Stroking the veins supports the other measures. The leg is raised slightly and a second person, e.g. Caregiver, physiotherapist, etc., applying light pressure starting from the heel in the direction of hip crossed out.
Varicose veins are a contraindication.

Important!

The measures must be carried out several times a day.

Vein compression

There are three options for vein compression:

  • Anti-thrombosis stockings
  • Compression stockings
  • Compression bandages with elastic bandages


In venous compression therapy, the pressure in the periphery, i.e. on the foot, must be higher than proximal (towards the thigh), because the blood should not be compressed, but the flow should be promoted.
After performing a vein compression, it is important to control your blood flow. If "tingling sensations" or pain occur, a doctor must be consulted who will check the blood circulation in the legs.
In addition, the type and pressure of venous compression must be selected so that an adequate blood supply is guaranteed.
Vein compression is often perceived as uncomfortable and requires a high willingness to cooperate (compliance).

Important!

A vein compression must not be used with existing

  • arterial disease (AVK),
  • decompensated heart failure
  • extremely inflamed veins (septic phlebitis)

be performed.

Anti-thrombosis stockings

The antithrombosis stockings (ATS or MTS) are mainly used clinically for postoperative thrombosis prophylaxis.
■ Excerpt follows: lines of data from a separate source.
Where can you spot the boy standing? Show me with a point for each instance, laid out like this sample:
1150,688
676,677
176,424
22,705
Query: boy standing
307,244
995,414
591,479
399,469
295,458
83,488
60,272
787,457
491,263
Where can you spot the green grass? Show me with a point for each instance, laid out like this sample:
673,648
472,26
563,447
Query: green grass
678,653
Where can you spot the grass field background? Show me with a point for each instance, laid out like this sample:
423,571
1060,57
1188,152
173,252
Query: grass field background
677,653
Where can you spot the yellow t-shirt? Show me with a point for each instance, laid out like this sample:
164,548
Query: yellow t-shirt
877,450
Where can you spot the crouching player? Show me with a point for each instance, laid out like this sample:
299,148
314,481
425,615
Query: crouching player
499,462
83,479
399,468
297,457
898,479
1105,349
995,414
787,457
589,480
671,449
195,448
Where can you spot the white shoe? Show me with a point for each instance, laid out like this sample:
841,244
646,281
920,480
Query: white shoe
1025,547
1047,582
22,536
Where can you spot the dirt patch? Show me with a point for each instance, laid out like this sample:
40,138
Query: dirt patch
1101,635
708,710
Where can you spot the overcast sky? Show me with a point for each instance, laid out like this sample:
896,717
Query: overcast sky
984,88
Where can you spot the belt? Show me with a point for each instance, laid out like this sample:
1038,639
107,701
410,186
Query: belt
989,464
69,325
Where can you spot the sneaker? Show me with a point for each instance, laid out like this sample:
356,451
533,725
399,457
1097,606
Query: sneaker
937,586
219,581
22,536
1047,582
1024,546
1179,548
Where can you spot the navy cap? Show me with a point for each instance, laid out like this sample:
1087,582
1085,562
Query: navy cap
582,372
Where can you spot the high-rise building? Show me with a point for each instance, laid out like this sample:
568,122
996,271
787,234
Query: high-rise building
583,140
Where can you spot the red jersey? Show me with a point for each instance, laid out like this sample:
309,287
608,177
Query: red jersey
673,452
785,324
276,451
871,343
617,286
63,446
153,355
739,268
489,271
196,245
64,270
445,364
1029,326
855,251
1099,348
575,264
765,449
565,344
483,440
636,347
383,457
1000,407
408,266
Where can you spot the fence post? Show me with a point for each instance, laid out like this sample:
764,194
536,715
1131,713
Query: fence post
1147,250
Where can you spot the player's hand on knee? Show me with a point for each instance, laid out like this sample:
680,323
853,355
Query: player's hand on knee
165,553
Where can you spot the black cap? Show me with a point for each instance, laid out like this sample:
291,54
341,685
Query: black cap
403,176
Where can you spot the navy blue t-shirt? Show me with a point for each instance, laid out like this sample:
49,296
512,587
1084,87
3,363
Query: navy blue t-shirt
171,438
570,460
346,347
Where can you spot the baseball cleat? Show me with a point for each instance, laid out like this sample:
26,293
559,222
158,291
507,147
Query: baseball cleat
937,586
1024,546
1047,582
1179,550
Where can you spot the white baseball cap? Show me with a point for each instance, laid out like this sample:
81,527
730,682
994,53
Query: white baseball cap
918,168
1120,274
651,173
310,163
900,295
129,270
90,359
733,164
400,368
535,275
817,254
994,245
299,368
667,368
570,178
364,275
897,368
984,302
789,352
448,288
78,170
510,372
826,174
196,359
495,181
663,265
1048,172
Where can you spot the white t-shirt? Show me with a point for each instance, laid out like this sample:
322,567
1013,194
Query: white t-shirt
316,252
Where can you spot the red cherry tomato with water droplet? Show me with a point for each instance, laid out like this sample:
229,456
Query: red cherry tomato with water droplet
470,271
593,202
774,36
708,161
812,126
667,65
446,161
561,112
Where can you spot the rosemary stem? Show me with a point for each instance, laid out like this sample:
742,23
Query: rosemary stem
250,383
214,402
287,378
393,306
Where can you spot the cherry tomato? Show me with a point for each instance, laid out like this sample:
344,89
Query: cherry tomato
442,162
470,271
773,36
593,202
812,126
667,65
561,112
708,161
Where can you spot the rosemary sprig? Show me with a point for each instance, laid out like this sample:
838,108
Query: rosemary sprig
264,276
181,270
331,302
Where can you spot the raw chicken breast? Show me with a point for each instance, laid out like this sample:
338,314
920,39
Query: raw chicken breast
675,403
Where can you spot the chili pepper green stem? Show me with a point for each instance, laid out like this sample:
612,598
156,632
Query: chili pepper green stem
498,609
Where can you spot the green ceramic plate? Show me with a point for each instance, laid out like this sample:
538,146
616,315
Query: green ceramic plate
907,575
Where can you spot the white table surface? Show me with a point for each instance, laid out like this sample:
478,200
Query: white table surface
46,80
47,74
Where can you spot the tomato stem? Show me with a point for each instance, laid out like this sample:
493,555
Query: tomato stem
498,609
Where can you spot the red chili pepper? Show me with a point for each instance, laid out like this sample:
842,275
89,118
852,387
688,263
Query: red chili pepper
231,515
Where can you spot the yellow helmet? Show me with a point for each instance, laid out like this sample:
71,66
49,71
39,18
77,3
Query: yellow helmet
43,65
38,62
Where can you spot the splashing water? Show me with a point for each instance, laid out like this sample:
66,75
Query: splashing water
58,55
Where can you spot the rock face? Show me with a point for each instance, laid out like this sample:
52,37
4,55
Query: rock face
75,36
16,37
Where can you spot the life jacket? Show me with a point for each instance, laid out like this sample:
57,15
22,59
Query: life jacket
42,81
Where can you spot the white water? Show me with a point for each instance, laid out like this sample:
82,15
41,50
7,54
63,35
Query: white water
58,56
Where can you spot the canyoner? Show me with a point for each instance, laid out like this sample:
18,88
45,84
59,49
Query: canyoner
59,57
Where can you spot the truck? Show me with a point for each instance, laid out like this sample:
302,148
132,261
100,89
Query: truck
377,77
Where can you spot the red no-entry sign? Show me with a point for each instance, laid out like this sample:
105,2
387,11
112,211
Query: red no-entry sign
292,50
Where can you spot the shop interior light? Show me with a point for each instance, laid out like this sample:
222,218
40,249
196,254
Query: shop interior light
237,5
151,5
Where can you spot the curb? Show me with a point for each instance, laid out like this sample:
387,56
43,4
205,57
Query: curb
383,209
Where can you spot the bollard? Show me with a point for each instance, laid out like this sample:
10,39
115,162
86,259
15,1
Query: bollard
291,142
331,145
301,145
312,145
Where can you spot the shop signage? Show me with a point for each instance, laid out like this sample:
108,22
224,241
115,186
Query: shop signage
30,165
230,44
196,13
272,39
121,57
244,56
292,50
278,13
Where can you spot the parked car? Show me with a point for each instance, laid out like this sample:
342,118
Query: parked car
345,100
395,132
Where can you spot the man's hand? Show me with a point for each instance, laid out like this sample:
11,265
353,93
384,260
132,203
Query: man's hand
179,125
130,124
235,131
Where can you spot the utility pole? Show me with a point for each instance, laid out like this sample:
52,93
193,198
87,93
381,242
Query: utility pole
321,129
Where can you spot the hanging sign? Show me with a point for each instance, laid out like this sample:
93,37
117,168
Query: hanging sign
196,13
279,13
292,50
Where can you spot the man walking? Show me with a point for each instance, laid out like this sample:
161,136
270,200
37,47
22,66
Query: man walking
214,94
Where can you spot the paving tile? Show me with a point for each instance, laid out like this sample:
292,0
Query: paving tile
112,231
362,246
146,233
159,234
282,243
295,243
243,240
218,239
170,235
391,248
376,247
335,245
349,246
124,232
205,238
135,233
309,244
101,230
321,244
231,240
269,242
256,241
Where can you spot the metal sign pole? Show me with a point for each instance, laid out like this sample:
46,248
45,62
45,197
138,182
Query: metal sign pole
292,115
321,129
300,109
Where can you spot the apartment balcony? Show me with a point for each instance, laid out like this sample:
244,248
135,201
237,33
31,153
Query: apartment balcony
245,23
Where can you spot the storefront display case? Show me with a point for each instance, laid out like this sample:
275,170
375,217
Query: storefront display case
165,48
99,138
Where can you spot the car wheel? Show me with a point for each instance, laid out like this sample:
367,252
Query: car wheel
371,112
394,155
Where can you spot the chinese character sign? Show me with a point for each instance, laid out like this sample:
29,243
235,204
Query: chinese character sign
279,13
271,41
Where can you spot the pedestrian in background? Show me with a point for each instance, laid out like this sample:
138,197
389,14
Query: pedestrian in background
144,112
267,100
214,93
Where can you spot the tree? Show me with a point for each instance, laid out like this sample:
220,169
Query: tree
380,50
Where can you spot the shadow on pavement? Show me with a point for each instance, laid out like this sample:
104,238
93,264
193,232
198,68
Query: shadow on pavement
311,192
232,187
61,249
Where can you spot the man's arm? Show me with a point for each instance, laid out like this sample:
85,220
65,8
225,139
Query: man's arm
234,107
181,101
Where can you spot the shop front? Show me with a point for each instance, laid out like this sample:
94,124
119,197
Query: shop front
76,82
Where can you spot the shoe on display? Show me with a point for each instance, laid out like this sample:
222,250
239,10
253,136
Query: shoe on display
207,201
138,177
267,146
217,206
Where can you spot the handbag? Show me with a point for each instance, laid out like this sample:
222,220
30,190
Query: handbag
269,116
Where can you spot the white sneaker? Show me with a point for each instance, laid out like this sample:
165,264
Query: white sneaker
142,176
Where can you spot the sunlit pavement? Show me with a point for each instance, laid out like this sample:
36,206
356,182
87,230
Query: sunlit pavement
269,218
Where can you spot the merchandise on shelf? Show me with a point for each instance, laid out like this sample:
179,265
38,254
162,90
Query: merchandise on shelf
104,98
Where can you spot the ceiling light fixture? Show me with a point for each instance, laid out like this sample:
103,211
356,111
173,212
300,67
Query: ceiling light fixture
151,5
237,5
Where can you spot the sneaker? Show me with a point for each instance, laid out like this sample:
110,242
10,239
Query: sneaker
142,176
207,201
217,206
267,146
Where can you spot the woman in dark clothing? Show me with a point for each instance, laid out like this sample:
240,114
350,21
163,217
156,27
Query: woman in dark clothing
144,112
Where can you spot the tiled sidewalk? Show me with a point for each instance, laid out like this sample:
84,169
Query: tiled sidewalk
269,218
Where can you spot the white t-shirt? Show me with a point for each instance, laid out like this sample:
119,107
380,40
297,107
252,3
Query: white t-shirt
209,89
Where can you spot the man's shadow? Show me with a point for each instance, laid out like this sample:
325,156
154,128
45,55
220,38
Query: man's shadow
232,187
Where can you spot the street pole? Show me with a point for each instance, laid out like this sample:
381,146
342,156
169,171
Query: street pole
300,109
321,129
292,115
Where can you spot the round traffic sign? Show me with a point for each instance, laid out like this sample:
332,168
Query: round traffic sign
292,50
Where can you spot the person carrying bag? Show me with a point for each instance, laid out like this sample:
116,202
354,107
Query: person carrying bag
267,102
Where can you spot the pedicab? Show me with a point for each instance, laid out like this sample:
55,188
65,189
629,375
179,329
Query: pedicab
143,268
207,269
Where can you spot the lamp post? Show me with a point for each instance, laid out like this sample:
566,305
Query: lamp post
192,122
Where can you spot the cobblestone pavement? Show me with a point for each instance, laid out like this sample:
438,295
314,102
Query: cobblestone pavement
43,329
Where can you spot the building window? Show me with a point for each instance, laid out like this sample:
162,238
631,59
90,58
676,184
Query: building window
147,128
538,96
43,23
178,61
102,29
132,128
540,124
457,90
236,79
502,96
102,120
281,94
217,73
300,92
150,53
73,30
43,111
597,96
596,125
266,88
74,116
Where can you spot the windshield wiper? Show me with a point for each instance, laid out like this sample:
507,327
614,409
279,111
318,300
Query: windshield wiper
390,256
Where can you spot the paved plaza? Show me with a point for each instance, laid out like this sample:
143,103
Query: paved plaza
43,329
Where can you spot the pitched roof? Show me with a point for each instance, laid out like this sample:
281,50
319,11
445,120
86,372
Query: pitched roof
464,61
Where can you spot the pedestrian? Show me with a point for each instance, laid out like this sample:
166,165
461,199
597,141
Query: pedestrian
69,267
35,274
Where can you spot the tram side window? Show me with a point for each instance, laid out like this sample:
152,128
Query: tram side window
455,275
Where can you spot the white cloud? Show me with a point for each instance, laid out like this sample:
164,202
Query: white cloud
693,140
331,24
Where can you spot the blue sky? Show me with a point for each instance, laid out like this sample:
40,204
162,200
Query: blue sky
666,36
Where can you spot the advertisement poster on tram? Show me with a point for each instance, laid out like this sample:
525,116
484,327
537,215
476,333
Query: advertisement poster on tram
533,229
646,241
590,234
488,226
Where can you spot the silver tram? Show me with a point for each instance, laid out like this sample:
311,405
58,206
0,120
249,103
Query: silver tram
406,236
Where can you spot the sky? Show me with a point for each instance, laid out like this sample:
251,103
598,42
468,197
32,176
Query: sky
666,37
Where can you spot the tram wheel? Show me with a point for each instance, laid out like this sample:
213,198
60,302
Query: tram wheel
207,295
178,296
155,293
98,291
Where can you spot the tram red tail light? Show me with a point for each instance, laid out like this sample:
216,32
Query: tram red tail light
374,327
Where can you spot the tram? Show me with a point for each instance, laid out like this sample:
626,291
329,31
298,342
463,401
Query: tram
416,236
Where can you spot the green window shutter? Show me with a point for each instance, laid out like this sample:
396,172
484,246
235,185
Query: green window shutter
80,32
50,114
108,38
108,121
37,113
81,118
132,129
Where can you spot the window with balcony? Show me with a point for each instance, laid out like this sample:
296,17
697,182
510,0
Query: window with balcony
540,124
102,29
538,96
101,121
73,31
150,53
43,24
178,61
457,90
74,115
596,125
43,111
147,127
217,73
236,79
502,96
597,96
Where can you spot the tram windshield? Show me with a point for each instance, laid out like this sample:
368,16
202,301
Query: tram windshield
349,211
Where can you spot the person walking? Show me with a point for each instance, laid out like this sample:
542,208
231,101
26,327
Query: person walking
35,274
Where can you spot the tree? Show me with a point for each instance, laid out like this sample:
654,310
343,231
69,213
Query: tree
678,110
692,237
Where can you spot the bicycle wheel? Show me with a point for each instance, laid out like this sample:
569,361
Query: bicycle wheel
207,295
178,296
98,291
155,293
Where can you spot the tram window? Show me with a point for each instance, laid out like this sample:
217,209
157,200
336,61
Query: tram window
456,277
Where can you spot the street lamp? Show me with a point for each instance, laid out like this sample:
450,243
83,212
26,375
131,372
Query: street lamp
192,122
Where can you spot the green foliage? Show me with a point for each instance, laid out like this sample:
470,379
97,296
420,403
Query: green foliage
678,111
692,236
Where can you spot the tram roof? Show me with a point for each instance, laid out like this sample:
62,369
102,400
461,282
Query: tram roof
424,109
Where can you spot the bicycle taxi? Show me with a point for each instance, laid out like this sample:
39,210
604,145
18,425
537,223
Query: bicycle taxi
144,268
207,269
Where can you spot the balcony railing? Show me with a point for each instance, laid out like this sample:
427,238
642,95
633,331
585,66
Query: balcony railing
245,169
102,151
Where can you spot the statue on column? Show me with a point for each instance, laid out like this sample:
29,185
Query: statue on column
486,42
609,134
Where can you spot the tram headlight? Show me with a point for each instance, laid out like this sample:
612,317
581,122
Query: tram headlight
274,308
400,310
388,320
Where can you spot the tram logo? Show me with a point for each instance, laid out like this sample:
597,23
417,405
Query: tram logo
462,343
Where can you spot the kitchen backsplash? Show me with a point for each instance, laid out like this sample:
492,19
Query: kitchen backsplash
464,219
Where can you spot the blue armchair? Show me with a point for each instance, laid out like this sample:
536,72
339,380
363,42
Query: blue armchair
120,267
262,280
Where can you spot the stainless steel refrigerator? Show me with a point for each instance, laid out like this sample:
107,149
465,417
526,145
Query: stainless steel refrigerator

They belong to compression class 1 and exert a pressure of around 20 mmHg.
It is also important to choose the right size. To do this, the leg length and the thickest parts of the thigh and calf are measured. The stockings are put on when the veins are blocked. That means, immediately after the legs have been lying down for at least half an hour. The stockings must be worn for 24 hours and should be changed at least every 2 - 3 days.

Compression stockings

Like the ATS, compression stockings must be prescribed by a doctor and should be worn for a long time. You will mainly be at

  • Varicose veins (Varices),
  • Lymphedema,
  • Ulcus cruris (skin ulcers on the lower leg in chronic venous insufficiency),
  • Thrombosis or post-thrombotic syndrome

used.
Depending on the compression class, the pressure increases from approx. 25 mmHg at level 2 to over 49 mmHg at level 4.

Compression bandages

Compression bandings are available as an alternative to the ATS. Depending on the indication, the leg is wrapped from bottom to top with bandages. Short-stretch bandages and long-stretch bandages are available. The various wrapping techniques require specialist knowledge and should only be carried out by experts.
For more information, see: Compression bandage

Backflow promoting gymnastics

Active or passive carried out gymnastics additionally supports the venous return flow. There are a number of different exercises available that are easy to do in bed.
The aim is again to activate the muscle pump and thus the flow rate of the Blood to increase. These measures must be carried out several times a day and with self-motivation (independently).


For example, gymnastic exercises such as:

  • "Cycling in bed"
  • Circling your feet
  • Press the soles of the feet against the lower end of the bed with parallel tension of the calf muscles
  • Pull up the kneecap (use the thigh muscles).